Il migliore dei discorsi «è quello che, accompagnato da scienza, è scritto nell’anima di chi apprende ed è capace di difendere se stesso e sa con chi deve parlare e con chi deve tacere. […] Il discorso vivente e animato di chi sa, rispetto al quale il discorso scritto potrebbe dirsi giustamente un’immagine» (2).

E’ un terreno che conviene arare sul versante della formazione, cominciando da lontano, almeno dalla formazione universitaria, dalle forme del reclutamento e non dall’aggiornamento in servizio che dovrebbe invece essere l’ultimo segmento di un solido percorso di maturazione professionale. Serve a poco – a niente – scandalizzarsi di fronte alla "concorsopoli" nazionale, cercare la vittima sacrificale che metta pace fittizia nelle coscienze perché abbiamo tutto sommato il dovere di guardare ancora a questo mestiere come a qualcosa di molto particolare, perché ha a che fare con la libera espressione dell’arte e della scienza, delle esperienze più eccelse che l’uomo può produrre. Serve, invece, ad ogni livello di responsabilità, un onesto accostarsi al problema riconoscendo in prima istanza che oltre alla indiscutibile necessità di mutare il sistema di accesso al ruolo docente, occorre ancor di più riconoscere, ad esempio, che il rapporto tra prova scritta e prova orale andrebbe rivisto alla luce di una effettiva riconsiderazione della seconda a fronte della prima. Tento il paradosso: più si va verso l’affermazione di strumenti di valutazione oggettivi, formalizzati e schematizzati e più diventano essenziali e indispensabili le occasioni in cui in gioco ci sia la persona, con tutto ciò che essa sa esprimere e rappresentare. Questo era, ad esempio, nella natura del cosiddetto "concorsone" per il merito degli insegnanti, il mostro che più di qualcuno ha comunque cavalcato, al quale pochi hanno risparmiato fendenti. Chi non sarebbe d’accordo con l’idea che la qualità del lavoro del docente è il risultato della sapiente miscela di sapere, saper fare e saper essere? Perché non dover verificare oltre al possesso di adeguate conoscenze anche il cosiddetto know-how, la tecnica o la capacità relazionale e di condivisione che deve instaurarsi tra docente e discente? Certo è pur vero che laddove manca un’adeguata cultura capace di sviluppare e far crescere certe idee, forse è meno dannoso vederle perire sul nascere. «Sempre natura, se fortuna trova / discorde a sé, com’ogne altra semente / fuor di sua region, fa mala prova» (Dante, Paradiso, VIII, 139-141).

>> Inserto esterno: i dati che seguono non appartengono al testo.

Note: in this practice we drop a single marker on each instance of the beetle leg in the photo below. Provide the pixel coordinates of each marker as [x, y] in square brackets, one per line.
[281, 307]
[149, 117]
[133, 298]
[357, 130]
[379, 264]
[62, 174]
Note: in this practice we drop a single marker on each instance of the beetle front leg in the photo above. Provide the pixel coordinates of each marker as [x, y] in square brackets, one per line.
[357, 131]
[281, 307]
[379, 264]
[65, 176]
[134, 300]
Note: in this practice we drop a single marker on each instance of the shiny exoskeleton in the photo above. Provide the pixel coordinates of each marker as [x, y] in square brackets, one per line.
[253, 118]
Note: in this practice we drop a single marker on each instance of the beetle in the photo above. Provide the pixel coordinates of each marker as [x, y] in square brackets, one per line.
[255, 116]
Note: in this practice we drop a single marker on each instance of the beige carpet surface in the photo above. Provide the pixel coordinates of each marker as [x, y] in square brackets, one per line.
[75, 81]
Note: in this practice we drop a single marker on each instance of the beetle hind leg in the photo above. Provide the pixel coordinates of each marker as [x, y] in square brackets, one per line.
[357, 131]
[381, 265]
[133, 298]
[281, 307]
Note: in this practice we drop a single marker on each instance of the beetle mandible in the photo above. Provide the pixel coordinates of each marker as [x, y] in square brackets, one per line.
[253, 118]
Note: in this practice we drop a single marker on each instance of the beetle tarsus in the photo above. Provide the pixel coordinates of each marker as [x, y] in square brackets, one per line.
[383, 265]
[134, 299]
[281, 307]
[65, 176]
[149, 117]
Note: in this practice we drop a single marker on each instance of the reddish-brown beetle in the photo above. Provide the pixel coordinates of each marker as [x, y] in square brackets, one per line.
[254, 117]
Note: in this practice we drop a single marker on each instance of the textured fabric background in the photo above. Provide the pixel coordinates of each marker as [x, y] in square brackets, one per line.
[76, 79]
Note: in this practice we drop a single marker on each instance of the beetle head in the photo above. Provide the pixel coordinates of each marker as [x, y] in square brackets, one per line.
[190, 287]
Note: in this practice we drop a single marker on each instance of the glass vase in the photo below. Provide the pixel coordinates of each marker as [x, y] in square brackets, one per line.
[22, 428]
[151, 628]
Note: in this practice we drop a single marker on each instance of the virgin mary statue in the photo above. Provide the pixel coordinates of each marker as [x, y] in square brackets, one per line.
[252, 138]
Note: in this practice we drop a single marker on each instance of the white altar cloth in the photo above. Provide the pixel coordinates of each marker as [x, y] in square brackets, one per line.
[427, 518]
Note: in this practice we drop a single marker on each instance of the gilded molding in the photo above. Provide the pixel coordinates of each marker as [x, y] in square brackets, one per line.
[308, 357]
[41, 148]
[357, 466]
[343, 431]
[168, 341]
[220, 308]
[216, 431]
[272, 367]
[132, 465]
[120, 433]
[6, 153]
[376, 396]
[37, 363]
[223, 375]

Il concorsone, per questa ma sicuramente anche per altre fondate ragioni, doveva avere la sorte che ha avuto, e chissà quando lo rivedremo riproposto sotto mentite spoglie. Nel frattempo potrebbe essere utile spingere oltre la riflessione sui corpi professionali della scuola dei prossimi anni con la consapevolezza di non poter più contare su quella sicurezza che secoli di cultura testuale e tipografica hanno finora potuto garantire.

 

1 W. J. Ong, Oralità e scrittura. Le tecnologie della parola, Il Mulino, Bologna, 1986, p.75.

2 Platone, Fedro, 276-a, in Dialoghi filosofici, vol. II, UTET, Torino, 1981.